Written by Shaina Budenbender, AmeriCorps member at Horace Cureton Elementary School

The success of City Year San Jose/Silicon Valley’s Expanded Learning Time program is dependant largely on two things: 1) AmeriCorps members’ dedication to the academic enrichment and socio-emotional learning of their students, and 2) the engagement of families in the work we do with their students every day. The Alum Rock Unified School District has prioritized parent engagement as one of their main goals for the 2014-2015 school year, and CYSJ has already felt the benefits of sharing our impact with the families we serve.

The Horace Cureton Elementary City Year team recently held their first Student Showcase for their Expanded Learning Time program after school, with over 75 parents and family members present to support their students. Students showed off their work in both their grade level classes and clubs by performances, as well as gallery pieces displayed around the school cafeteria.

Monday through Thursday, students in City Year’s ELT program are separated by grade level, which enables them to learn and create projects based on their developmental abilities. The second grade AmeriCorps members at Horace Cureton Elementary, Ms. Libby and Ms. Olivia, have focused on socio-emotional learning for the past two months. By creating lessons centered on how to effectively identify and express their emotions and feelings, the AmeriCorps Members have noticed significant improvement in the conflict resolution skills and self-regulation of the second graders. For the showcase, the class displayed the “Feeling Faces” art project that they made. Parents and family members were also able to see a class quilt made by the third grade class, a world map made by fourth grade, and vignettes performed on stage by several students in the fifth grade class.

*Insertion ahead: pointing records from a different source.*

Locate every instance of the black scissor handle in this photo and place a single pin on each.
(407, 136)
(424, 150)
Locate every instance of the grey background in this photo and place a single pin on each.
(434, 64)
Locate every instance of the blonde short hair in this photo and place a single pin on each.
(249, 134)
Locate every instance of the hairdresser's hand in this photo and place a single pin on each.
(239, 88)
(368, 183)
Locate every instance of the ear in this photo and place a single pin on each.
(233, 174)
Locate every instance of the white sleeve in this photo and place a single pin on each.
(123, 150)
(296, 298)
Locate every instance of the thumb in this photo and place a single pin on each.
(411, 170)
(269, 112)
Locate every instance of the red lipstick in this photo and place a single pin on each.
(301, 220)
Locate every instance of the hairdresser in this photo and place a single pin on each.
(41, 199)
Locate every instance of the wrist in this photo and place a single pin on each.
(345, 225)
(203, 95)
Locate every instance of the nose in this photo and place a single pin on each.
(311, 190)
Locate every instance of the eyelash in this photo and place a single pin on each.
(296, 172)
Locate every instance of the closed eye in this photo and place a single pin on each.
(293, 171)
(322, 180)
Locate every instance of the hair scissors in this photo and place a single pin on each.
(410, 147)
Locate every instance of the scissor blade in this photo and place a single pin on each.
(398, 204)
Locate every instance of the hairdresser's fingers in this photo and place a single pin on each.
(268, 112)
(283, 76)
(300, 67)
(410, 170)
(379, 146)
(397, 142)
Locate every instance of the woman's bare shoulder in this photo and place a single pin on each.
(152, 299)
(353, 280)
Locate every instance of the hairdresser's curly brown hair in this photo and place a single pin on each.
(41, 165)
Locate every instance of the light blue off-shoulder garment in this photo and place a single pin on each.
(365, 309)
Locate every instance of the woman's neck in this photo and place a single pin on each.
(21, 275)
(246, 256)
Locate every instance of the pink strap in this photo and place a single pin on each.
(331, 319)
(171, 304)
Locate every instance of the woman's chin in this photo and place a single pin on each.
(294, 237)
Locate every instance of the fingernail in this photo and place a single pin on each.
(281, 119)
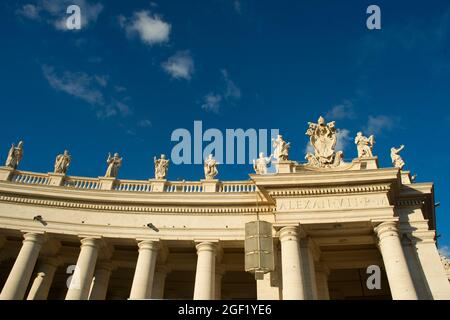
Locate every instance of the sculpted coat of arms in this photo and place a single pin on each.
(323, 138)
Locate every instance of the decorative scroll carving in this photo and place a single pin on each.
(210, 168)
(323, 138)
(260, 165)
(114, 163)
(161, 167)
(397, 160)
(364, 145)
(62, 162)
(15, 155)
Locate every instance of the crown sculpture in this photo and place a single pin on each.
(323, 139)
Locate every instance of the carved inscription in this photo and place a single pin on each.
(332, 203)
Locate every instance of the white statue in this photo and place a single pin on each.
(323, 139)
(397, 160)
(210, 168)
(281, 148)
(114, 163)
(15, 155)
(161, 167)
(62, 162)
(260, 165)
(364, 145)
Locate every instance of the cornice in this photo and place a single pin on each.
(128, 208)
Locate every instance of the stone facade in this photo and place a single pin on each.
(64, 237)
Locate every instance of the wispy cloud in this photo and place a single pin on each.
(88, 88)
(180, 65)
(150, 28)
(144, 123)
(212, 102)
(54, 12)
(341, 111)
(379, 124)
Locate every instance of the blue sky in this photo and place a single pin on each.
(137, 71)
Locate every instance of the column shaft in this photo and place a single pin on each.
(204, 276)
(293, 279)
(399, 277)
(100, 282)
(21, 272)
(159, 282)
(145, 269)
(43, 280)
(84, 270)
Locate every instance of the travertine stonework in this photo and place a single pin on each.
(67, 237)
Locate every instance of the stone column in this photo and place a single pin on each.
(399, 277)
(84, 270)
(159, 282)
(145, 269)
(322, 272)
(433, 269)
(100, 282)
(293, 279)
(220, 271)
(21, 272)
(44, 278)
(204, 276)
(308, 268)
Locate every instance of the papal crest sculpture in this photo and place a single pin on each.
(323, 138)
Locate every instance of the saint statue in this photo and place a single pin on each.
(114, 163)
(210, 168)
(364, 145)
(15, 154)
(281, 148)
(161, 167)
(397, 160)
(323, 138)
(62, 162)
(260, 165)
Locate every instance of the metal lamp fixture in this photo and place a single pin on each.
(259, 256)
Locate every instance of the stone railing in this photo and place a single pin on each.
(132, 185)
(183, 186)
(120, 185)
(82, 183)
(237, 186)
(30, 178)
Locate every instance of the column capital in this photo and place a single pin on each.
(105, 265)
(387, 229)
(206, 246)
(149, 244)
(289, 233)
(163, 269)
(39, 238)
(53, 261)
(94, 242)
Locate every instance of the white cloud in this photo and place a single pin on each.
(87, 88)
(341, 111)
(230, 93)
(378, 124)
(237, 6)
(343, 139)
(180, 65)
(150, 28)
(144, 123)
(29, 11)
(445, 251)
(54, 12)
(211, 102)
(231, 90)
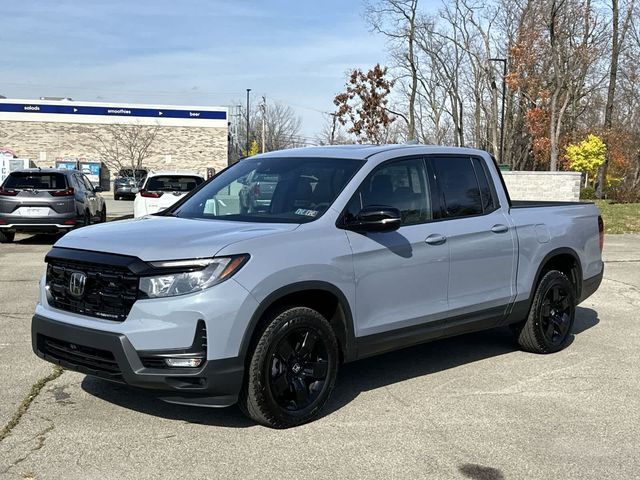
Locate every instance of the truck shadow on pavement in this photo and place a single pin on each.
(353, 378)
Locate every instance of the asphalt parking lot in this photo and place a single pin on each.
(468, 407)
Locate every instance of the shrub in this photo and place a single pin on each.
(587, 193)
(624, 192)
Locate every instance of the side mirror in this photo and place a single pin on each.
(375, 218)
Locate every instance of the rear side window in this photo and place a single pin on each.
(35, 181)
(458, 184)
(173, 183)
(486, 195)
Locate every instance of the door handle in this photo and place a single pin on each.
(435, 239)
(499, 228)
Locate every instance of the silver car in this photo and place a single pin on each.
(359, 251)
(48, 201)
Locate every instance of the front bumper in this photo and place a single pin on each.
(124, 190)
(111, 356)
(38, 224)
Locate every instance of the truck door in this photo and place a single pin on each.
(481, 238)
(401, 277)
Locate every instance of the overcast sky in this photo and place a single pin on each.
(194, 52)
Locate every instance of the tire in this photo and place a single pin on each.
(292, 371)
(7, 237)
(548, 326)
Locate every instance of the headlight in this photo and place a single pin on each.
(209, 272)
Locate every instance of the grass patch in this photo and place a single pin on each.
(620, 217)
(24, 405)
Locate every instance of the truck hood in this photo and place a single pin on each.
(167, 238)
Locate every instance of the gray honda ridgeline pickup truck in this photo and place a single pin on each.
(361, 250)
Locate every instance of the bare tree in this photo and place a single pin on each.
(281, 126)
(124, 147)
(332, 132)
(617, 41)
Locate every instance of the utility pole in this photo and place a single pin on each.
(247, 151)
(504, 93)
(263, 107)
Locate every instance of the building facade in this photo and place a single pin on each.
(50, 131)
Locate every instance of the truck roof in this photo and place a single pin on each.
(364, 151)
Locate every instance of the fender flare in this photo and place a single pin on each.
(348, 347)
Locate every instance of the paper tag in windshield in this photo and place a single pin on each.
(306, 213)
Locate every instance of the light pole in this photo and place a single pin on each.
(247, 152)
(504, 92)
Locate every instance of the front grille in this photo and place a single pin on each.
(109, 292)
(87, 359)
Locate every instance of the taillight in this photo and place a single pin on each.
(8, 193)
(69, 192)
(601, 231)
(148, 194)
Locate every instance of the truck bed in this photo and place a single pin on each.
(539, 203)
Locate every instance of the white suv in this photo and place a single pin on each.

On Fridays, students in City Year’s ELT program participate in clubs, which last for six weeks. Cureton’s Computer club embraced its school’s location in the Silicon Valley and the importance of preparing students for the 21st century. Mr. Kurt and his students showed off the Birthday Invitations his club made while learning to use Microsoft Word at the showcase. “Instilling a sense of pride in the region that these children come from can help inspire their creativity and think of their future as being successful, but close to their roots,” Kurt Bognar an AmeriCorps Member from Missouri said. “Let’s use the resources we have to teach these kids to teach themselves. There is a wealth of knowledge on Wikipedia alone, so once these kids can read, we can help them cultivate their interests.”

There were also impressive castles made out of clay on display from the Medieval club, and dance performances from the Zumba and Culture and Dance clubs. In our Community Heroes club, students learned the meaning of community and how our actions can improve the communities we are a part of. By engaging in a Campus Beautification project (or trash pick-up day) and writing letters of gratitude to those serving in the United States Armed Forces overseas, the Cureton Community Heroes got a chance to serve their school community and acknowledge those who serve our broader American community.

The showcase gave the students the opportunity to share their work with their families, and allow AmeriCorps members to share the joy of their service. We look forward to furthering the goal of engaging families in their student’s education.       


2nd grade AmeriCorps Members focused on socio-emotional learning, and taught students how to express their feelings

3rd grade AmeriCorps Members had a quilt unit, and made a class quilt which represented students from different experiences coming together. They also did an animal unit on polar animals, and had their penguins on display.

4th grade focused learning about different countries and continents. They made a class map to show all that they learned. They also have class binders, with various pictures and activities inside.